I Soprano rinnova profondamente il gangster-movie dall’interno, plasmandolo su una narrazione stratificata, rock ‘n’ roll alla maniera di Thomas Pynchon, il cui riverbero letterario si nota negli accenti grotteschi e cupi, nella caratterizzazione di personaggi sopra le righe, nevrotici e borderline, nella descrizione di spazi familiari che si aprono immediatamente allo straniamento immaginativo: lo studio della dottoressa Melfi in cui si “confessa” il boss Tony Soprano (indimenticabile James Gandolfini), il confessionale in cui si sfoga la moglie Carmela, la macelleria-covo Satriale, lo strip club Bada Bing!, gli antri oscuri nelle villette di mattoni, le stanze vuote nei vivaci luoghi postindustriali dell’area suburbana newyorchese; tutti posti reali che in men che non si dica possono divenire lo scenario di uno dei tanti incubi-visione di Tony, il cui tormento è portato a galla da 86 episodi e tantissime sedute psicanalitiche dalla psichiatra Melfi.

Pesci che parlano, vecchi amici che ritornano in vita con gli abiti ancora insozzati di sangue, non sono che simulacri di un rimosso che il capofamiglia fatica a rielaborare, perso com’è nel vortice dei propri mandamenti nella contea di Essex.

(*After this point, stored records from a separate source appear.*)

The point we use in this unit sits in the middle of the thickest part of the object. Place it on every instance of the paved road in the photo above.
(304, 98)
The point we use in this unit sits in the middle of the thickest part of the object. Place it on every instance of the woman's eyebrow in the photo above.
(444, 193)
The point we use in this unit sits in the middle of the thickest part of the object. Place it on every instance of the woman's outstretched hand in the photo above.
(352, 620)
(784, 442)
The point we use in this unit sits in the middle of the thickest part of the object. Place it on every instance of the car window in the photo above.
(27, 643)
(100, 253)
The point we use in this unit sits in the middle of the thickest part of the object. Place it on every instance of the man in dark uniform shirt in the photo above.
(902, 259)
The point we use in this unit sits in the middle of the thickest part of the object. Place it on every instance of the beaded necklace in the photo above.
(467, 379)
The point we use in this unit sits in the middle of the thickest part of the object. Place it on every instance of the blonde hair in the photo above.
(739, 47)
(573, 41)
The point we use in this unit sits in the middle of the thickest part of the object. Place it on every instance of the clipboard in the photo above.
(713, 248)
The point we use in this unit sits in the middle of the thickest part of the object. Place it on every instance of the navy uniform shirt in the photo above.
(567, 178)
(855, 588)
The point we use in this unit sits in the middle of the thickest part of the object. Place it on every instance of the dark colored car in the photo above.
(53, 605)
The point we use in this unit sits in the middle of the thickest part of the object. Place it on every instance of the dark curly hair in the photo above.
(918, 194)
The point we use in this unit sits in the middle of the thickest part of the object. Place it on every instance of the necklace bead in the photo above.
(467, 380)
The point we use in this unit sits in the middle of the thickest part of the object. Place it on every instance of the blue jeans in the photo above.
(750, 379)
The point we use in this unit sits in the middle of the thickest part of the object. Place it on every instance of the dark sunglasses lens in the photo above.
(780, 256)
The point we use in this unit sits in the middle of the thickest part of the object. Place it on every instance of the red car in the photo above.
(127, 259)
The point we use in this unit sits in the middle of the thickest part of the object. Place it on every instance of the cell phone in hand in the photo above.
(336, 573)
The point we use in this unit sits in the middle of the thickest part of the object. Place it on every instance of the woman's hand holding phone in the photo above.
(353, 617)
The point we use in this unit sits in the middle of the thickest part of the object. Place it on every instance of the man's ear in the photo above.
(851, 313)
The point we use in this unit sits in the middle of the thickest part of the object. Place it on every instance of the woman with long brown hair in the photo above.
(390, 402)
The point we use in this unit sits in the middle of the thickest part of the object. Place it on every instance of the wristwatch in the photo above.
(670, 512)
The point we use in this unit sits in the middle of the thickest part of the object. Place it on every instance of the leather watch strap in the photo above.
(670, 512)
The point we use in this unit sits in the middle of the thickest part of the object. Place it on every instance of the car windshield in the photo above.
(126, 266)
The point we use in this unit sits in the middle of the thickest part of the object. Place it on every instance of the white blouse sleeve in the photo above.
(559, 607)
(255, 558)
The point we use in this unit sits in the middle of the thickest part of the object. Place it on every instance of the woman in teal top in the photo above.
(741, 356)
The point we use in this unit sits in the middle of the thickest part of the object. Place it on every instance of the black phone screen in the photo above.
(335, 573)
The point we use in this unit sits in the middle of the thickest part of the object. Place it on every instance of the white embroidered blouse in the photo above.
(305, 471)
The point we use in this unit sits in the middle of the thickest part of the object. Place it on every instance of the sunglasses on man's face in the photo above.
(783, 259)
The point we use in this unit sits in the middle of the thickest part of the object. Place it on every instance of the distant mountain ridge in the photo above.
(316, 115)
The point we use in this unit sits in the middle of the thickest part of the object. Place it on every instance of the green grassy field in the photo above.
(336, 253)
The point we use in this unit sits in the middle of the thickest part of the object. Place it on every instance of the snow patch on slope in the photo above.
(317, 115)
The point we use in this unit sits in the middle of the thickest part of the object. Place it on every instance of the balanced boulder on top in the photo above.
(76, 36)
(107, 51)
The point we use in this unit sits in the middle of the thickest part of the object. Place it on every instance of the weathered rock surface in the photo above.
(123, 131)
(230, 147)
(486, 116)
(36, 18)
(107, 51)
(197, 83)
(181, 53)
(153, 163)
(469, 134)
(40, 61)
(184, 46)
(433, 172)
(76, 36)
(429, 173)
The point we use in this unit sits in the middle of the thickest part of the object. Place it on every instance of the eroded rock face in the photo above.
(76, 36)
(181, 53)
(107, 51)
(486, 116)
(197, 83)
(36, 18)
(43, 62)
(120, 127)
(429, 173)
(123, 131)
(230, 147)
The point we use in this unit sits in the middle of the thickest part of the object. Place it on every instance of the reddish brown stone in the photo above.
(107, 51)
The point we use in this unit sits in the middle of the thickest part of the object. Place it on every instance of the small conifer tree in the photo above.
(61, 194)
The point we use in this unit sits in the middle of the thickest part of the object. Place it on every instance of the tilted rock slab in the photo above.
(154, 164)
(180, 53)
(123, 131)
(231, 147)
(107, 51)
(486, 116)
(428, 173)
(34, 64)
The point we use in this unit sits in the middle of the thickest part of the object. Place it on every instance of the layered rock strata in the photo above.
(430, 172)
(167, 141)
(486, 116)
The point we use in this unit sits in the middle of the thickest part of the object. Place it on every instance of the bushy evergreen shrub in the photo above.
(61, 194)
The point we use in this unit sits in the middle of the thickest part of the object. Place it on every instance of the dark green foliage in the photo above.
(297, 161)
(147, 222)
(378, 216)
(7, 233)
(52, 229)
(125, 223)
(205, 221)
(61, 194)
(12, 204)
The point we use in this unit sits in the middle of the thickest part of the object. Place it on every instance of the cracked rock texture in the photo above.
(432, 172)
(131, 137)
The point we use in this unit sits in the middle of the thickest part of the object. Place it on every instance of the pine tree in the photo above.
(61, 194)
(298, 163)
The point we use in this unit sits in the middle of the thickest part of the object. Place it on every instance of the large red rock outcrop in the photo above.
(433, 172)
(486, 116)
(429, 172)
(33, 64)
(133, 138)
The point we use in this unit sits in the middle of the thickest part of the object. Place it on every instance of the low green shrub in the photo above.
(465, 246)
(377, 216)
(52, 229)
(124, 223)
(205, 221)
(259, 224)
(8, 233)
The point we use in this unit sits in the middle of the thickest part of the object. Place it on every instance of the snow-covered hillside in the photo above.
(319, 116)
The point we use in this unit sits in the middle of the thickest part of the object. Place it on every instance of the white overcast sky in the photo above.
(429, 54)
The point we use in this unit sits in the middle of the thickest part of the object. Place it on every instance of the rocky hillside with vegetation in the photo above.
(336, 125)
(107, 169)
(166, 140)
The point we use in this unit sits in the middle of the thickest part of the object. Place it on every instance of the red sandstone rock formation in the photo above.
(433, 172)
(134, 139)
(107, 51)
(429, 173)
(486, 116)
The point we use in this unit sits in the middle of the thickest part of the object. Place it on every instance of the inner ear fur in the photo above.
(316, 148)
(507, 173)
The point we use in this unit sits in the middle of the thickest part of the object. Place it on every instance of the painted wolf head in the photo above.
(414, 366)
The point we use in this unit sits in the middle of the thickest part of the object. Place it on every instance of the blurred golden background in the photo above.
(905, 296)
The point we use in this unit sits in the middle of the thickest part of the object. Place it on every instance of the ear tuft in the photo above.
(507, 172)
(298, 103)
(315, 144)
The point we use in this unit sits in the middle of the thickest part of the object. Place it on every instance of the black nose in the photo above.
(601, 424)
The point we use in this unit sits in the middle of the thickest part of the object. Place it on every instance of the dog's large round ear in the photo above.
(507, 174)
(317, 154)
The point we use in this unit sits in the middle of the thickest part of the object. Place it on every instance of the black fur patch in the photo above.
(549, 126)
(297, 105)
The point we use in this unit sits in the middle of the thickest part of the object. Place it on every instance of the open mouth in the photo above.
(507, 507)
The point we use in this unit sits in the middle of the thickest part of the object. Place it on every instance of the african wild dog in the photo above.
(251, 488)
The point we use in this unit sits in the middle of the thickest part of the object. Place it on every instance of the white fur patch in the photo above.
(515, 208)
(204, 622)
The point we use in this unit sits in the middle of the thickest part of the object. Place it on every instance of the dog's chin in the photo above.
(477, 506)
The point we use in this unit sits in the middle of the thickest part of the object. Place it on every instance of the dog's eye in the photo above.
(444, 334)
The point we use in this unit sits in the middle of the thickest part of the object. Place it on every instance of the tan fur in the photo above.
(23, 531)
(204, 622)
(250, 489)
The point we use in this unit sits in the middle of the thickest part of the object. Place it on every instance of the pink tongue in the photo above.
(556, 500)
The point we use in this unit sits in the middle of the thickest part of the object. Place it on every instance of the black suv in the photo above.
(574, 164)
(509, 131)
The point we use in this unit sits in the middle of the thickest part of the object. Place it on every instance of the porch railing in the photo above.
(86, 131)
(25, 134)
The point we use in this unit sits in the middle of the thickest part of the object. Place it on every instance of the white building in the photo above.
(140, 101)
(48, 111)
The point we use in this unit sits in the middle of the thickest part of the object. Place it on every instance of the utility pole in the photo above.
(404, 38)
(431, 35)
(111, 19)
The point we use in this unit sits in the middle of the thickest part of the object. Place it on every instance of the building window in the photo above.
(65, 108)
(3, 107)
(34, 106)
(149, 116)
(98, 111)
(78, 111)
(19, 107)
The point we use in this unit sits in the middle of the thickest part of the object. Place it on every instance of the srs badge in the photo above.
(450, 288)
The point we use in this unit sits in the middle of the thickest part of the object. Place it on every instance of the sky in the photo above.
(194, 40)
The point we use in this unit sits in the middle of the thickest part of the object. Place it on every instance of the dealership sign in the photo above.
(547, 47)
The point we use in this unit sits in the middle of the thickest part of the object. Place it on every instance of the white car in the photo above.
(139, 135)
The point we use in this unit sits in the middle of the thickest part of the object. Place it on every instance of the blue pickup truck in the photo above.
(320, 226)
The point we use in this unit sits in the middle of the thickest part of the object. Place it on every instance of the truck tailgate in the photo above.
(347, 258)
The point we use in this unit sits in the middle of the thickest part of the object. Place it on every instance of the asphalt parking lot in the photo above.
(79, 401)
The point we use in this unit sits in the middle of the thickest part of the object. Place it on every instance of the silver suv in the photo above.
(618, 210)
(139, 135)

Se lo spazio esterno plasma i personaggi diventando struttura portante dell’opera, è l’entropia che governa, da dentro, il mondo malavitoso: ogni trasformazione fa aumentare il disordine, per questo motivo il patriarca e boss Tony vive di squilibri emotivi e riconciliazioni impossibili, sia con il proprio sangue (il suo motto è “staying within the family”) che con se stesso.

Tony Soprano, maschera tragicomica e funambolo emotivo, eredita la tradizione “atrabiliare” dell’uomo malinconico del Medioevo, il suo pianeta è Saturno e nella sua orbita gravitano sogni cupi, isteria e bipolarismo: un boss che ha rifiutato, freudianamente, la presa di coscienza dell’assenza del pene nella madre, donna castrante e famelica. Tutto, nella serie tv, è sopra le righe, iperbolico e saturo di elementi che si confondono in un magma narrativo ribollente; i pochi momenti di stasi sono controbilanciati da dialoghi corrosivi e da un’incredibile e voyeuristica esibizione di nudità sentimentali e fisiche.

Per avere un inquadramento più analitico del mitologema dei Soprano, si consiglia di vedere su Netflix I Molti Santi del New Jersey, origin story di Dickie Moltisanti, padre di Christopher, amato nipote di Tony. In una sequenza significativa, un giovane Tony chiede al venerato zio Dickie che armeggia nel garage per nascondere il sangue paterno appena versato: “Posso guardarti?”.

Tony diventerà un leader del crimine grazie alla sua curiosità cognitiva, al suo spirito di osservazione e all’innata capacità di leggere la realtà attraverso gli occhi di un predatore che mappa il territorio, lo marchia e poi, quando necessario, lo inonda di sangue.